Karl savait de quoi il parlait. Il avait participé à un rapt, celui de Clayton, à l’époque où il combattait la Meute. Lorsqu’il détourna le regard pour observer les passants, je me demandai si je devais voir une pointe de malaise dans son manque d’attention.
Il glissa la photo derrière les autres. La suivante était un cliché en noir et blanc, pris par la caméra de surveillance : elle montrait un homme arpentant un couloir.
Quand je vis le visage de l’individu, je tressaillis. Même si je reconnaissais volontiers que mon père pouvait être impliqué dans cette affaire, je le faisais davantage par instinct de préservation que par conviction. Affirmer qu’il n’aurait jamais pu être l’auteur d’une telle chose risquait de me mener tout droit vers une humiliation cuisante.
— Dois-je en conclure que tu le connais ? demanda Karl.
— Juan Ortega, chef de la sécurité de la Cabale.
— D’après le gang, c’est le même homme qui a tabassé et dépouillé Jaz et Sonny, dit Karl. C’est son appartement qu’ils devaient cambrioler la nuit dernière, avant le kidnapping.

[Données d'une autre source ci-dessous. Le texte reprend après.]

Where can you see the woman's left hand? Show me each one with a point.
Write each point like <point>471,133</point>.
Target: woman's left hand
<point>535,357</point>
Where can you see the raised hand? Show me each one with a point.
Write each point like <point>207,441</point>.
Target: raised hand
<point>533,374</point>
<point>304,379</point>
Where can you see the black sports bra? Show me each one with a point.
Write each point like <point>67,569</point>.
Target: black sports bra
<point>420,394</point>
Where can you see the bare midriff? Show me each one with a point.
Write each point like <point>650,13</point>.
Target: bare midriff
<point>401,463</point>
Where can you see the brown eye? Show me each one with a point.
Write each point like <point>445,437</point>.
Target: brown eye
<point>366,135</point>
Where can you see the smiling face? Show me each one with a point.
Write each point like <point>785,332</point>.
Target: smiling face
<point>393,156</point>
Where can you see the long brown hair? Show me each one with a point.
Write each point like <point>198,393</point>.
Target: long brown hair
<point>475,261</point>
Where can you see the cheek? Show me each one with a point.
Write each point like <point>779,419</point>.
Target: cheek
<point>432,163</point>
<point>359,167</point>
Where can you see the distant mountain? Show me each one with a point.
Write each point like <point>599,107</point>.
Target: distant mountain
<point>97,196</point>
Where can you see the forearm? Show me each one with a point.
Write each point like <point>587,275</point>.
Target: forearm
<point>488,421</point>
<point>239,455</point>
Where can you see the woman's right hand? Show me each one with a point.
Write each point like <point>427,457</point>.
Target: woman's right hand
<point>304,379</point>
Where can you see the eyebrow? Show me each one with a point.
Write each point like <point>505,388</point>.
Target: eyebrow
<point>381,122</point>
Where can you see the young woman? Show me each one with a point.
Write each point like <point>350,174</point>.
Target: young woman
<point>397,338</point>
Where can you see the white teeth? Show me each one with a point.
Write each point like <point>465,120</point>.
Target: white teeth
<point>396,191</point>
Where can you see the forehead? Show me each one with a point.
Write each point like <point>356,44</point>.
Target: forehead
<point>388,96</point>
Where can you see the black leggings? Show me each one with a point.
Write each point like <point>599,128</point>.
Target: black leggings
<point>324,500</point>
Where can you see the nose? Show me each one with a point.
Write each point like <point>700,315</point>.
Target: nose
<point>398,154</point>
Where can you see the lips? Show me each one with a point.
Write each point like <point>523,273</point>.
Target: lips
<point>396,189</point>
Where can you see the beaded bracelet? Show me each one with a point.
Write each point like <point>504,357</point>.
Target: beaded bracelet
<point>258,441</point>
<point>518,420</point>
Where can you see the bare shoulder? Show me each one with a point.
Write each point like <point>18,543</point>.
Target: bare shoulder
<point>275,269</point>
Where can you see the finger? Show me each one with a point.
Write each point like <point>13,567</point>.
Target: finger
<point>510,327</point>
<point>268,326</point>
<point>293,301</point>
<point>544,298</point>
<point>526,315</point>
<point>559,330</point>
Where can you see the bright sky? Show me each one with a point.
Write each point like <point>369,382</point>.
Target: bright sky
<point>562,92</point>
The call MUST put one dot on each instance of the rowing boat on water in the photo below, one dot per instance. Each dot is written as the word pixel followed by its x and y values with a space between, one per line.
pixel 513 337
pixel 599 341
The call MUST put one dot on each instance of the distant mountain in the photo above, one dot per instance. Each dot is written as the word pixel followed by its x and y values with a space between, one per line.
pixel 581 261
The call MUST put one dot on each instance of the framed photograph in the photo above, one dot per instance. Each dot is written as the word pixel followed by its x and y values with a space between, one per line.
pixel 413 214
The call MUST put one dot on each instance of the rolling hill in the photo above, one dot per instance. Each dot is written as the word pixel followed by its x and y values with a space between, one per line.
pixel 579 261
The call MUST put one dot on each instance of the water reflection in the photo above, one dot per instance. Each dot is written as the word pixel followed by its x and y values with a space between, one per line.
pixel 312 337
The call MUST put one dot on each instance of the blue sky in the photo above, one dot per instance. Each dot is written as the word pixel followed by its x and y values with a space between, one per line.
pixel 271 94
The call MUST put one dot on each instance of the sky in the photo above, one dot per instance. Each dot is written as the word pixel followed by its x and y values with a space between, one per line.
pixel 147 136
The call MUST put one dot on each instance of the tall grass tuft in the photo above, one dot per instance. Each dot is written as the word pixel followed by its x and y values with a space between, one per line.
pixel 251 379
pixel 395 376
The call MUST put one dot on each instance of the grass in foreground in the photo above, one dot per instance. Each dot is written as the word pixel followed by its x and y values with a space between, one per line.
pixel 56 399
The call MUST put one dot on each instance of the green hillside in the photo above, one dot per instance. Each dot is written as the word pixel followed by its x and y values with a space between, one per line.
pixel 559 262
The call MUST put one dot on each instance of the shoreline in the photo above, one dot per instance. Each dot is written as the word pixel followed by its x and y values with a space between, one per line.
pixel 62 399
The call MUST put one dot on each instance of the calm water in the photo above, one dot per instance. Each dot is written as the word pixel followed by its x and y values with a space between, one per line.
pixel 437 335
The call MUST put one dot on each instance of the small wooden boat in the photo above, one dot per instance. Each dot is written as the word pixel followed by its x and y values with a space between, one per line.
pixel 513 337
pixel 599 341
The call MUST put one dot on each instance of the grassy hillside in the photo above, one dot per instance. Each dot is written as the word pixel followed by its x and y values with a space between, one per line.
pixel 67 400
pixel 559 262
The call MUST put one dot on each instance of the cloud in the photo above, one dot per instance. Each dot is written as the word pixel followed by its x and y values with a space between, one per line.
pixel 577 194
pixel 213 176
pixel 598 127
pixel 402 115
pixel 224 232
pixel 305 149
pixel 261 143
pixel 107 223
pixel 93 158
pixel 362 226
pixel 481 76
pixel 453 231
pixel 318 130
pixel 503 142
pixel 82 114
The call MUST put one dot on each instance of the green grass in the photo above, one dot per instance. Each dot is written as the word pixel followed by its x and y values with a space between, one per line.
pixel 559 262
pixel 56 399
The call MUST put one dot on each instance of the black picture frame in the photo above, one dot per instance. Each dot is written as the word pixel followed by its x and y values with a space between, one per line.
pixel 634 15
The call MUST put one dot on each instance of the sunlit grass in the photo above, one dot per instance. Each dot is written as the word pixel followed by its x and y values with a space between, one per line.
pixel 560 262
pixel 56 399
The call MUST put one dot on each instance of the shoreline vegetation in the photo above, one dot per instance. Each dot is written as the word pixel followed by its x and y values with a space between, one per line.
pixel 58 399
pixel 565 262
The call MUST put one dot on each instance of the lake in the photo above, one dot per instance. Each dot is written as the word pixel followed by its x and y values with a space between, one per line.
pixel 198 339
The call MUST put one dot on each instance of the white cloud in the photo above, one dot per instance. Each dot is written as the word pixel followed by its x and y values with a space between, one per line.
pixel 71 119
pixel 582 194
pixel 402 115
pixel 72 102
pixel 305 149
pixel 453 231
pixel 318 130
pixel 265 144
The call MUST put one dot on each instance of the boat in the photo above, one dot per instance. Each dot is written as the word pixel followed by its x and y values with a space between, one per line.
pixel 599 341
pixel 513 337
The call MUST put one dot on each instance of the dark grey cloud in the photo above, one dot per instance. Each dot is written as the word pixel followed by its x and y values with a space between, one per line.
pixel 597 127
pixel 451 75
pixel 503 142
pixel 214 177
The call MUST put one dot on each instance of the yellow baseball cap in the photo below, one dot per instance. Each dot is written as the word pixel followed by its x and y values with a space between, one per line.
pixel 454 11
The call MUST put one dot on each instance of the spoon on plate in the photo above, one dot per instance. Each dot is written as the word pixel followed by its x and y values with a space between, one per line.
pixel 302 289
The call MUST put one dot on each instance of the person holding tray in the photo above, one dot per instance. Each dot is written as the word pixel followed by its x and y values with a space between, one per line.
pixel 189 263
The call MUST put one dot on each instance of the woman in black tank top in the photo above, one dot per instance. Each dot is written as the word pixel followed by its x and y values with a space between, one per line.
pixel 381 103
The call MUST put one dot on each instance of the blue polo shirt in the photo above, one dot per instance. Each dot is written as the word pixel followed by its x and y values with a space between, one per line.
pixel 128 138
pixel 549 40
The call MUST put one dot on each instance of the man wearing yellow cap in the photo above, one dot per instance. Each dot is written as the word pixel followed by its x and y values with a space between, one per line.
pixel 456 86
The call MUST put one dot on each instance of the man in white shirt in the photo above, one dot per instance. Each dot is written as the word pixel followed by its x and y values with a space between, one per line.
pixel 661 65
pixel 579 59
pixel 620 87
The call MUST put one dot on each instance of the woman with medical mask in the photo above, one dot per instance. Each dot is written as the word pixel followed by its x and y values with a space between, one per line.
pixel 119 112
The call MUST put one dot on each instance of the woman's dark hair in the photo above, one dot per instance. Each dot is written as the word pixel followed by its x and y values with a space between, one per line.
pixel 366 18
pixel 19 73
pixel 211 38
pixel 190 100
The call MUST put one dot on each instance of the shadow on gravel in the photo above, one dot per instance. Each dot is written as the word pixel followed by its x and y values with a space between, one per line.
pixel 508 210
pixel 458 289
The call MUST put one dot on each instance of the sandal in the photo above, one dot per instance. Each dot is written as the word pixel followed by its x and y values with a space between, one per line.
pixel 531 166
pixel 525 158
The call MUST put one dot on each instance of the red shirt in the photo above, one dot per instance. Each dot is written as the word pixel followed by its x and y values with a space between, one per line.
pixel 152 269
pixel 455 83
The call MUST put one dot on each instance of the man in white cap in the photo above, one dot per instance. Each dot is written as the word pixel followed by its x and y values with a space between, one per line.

— Est-ce qu’il pourrait travailler pour quelqu’un d’autre ? s’enquit Paige.
— J’en doute. S’il se faisait choper, il serait exécuté. On aurait trop peur qu’il vende des informations sur la Cabale.
— Et s’il voulait quitter la Cabale ?
— Tu veux parler de chantage ? « Laissez-moi partir sinon je tue ces gosses et je vous le colle sur le dos ? » Dans ce cas, mon père accepterait, attendrait que le danger soit passé, puis consacrerait tous ses moyens à le traquer, avant de le torturer pour l’exemple. Ortega en a bien conscience. (Je repoussai les photos vers Karl.) Je ne dis pas que l’implication d’Ortega prouve celle de mon père, mais elle accrédite cette théorie.
Karl passa à la photo suivante. Un homme, grand, blond, avec une cicatrice près de la bouche. Mon cœur se serra.
— Andrew Mullins, dis-je sans laisser le temps à Karl de m’interroger. Un agent de la sécurité, supervisé par Ortega. Je ne le connais pas aussi bien que l’autre. J’imagine que c’est le deuxième tireur ?
Karl acquiesça.
— Bon, repris-je, laisse-moi tout ça et retourne auprès de Hope. Je t’appellerai quand j’aurai des nouvelles.